Microsoft recently announced its Azure Sphere Research Challenge, offering white hat security researchers up to $100,000 if they can find a way to break into Azure Sphere Linux IoT OS platform or discover vulnerabilities in the software.
Released in February this year, Microsoft’s Azure Sphere is a comprehensive IoT security solution designed to actively protect IoT devices and accompanying hardware, OS, and cloud components. The IoT security suite includes an OS that adds layers of protection and ongoing security updates and a security service that brokers trust for device-to-cloud communication.
This week, Microsoft announced that it will give ethical hackers access to developer tools of Azure Sphere to enable them to test the software for security vulnerabilities. The software giant said hackers will have three months to take part in the challenge between 1st Junee and 31st August and will have to apply by 15th May to get a chance to participate in the contest.
“The Azure Sphere Security Research Challenge aims to spark new high impact security research in Azure Sphere, a comprehensive IoT security solution that includes hardware, OS and cloud components. This three-month, application-only security research challenge offers special bounty awards and provides program participants research resources,” Microsoft said in a blog post.

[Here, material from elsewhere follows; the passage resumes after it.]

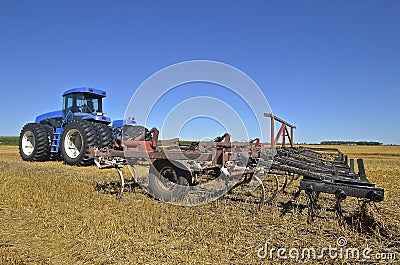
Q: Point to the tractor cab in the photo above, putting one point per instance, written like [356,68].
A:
[84,104]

“The Azure Security Lab provides additional resources, environments, and tooling to help security researchers explore and research for high impact vulnerabilities in the cloud. Security researchers will have the opportunity to participate in limited time research challenges and earn awards specific to each research challenge.
“We award up to $100,000 bounty for scenarios in the Azure Sphere Security Research Challenge during the program period,” the company added. The company had offered a reward of up to $100,000 for executing code on Pluton (a security subsystem hardware that protects cryptographic keys) or executing code on Secure World which executes the Microsoft-supplied Security Monitor.
The bug bounty program will also include the following possibilities:
- Ability to execute code on NetworkD through local attack
- Anything allowing execution of unsigned code that isn’t pure return oriented programming (ROP)
- Ability to spoof device authentication
- Anything allowing elevation of privilege outside of the capabilities described in the application manifest
- Ability to modify software and configuration options
- Ability to alter the firewall allowing communication out to other domains not in the app manifest
Sylvie Liu, security program manager at Microsoft Security Response Center, said, “we’re providing more content and resources to better arm security researchers with the tools needed to research high-impact vulnerabilities in the cloud. By discovering and reporting vulnerabilities to Microsoft through Coordinated Vulnerability Disclosure (CVD), security researchers have helped us continue to secure millions of customers.”
Microsoft has been running a Microsoft Azure Bounty Program as well that lets white hat researchers test various software designs for security vulnerabilities to win rewards ranging from $500 to $40,000. The program covers various security threats like remote code execution, privilege escalation, tampering, denial of service, spoofing, and information disclosure to products such as Azure Active Directory, Key Vault, Web Apps, Azure DevOps, Virtual Machines, and Azure IoT Hub.